Puse mis dedos sobre el micrófono de forma que constituyera una especie de reja y dije alterando mi voz natural:

—Aquí el bufete del abogado doctor Dettelheim. El señor doctor quisiera hablar con el señor Brummer.

—Lo siento. El señor Brummer no se encuentra en casa.

Ya lo había supuesto y deseado, pues ese día, según recordaba, el señor Brummer estaba citado con el juez de instrucción, señor Lofting. Pero quería saber algo más:

—¿Cuándo volverá?

La altiva voz respondió:

—No es fácil que vuelva antes de las ocho de la noche.

—Muchas gracias —colgué.

El reloj de la plaza de la estación indicaba las 18’34. Ahora tomé un taxi y me hice conducir hasta el Hofgarten. Le dije al chofer que me esperara. No dejaba de ser peligroso lo que tenía que hacer ahora, pero debía hacerlo. Subí rápidamente la Cecilienallee cuyos árboles se despojaban rápidamente de sus hojas. En el bolsillo llevaba la navaja bávara. Y, bajo la chaqueta, apretada con el brazo izquierdo contra el cuerpo, llevaba la palanca del gato del «Cadillac». La había tomado porque con el cuchillo sólo no hubiera podido lograr el resultado que esperaba.

Aullando, me salió al encuentro a través del parque, el perro semiciego. Mordisqueó mis pantalones, extraños para él. Con rápidos pasos me dirigí a la villa y llamé. Abrió el criado. Se llamaba Richard. Era alto y flaco, llevaba el cabello gris muy cortado, su rostro aparecía muy largo y delgado y el labio superior arrogantemente levantado. Las cejas siempre irónicamente separadas. Richard llevaba pantalones gris oscuro rayados, camisa blanca, chaleco de terciopelo verde y corbata negra. Había estado hasta entonces en el vestíbulo, limpiando cacharros de cobre.

—¿Ya de vuelta?

—No, pero llegaré en seguida —contesté internándome por el pasillo que conducía al cuarto de trabajo del señor Brummer.

—Muy gracioso —comentó Richard que no me podía ver.

—Fui directamente desde la autopista al Juzgado de Instrucción a ver al señor Brummer. Él me manda a recoger unas cartas que están sobre su mesa de trabajo para llevarlas al doctor Dettelheim.

—Sí —dijo Richard—. Su bufete ha telefoneado.
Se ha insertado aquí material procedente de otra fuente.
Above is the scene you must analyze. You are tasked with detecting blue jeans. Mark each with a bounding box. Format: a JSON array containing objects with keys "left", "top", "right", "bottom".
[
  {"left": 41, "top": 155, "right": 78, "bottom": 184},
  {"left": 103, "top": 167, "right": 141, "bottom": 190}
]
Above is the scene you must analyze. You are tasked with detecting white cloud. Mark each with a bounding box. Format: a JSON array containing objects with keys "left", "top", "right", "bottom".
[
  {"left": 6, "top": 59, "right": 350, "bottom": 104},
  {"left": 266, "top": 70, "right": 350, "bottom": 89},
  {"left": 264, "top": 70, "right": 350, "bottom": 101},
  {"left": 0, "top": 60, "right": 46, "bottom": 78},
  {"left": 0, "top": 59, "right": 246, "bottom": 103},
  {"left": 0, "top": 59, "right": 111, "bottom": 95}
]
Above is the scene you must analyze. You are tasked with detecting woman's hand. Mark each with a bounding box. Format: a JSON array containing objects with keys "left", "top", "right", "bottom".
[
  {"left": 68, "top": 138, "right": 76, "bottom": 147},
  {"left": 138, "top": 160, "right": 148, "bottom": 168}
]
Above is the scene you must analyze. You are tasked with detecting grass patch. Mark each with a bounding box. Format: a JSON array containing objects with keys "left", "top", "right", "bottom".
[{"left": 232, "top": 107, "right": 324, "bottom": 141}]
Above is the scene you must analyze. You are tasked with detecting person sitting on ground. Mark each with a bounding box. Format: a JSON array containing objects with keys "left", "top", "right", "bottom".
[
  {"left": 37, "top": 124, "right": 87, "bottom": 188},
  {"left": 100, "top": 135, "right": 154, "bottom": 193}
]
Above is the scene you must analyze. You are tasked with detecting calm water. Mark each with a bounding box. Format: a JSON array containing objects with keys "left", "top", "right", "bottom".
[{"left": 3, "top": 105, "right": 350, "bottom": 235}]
Me volví al abrir la puerta del despacho de Brummer y vi que Richard estaba de nuevo dedicado a limpiar cacharros. Esto me convenía. Pero aunque meditara y viniera a espiarme dentro de los diez minutos siguientes, no me hubiera importado mucho. Tenía conmigo la palanca del coche. Y todo iría cargado a cuenta de mi doble. Tampoco yo podía sufrir a Richard.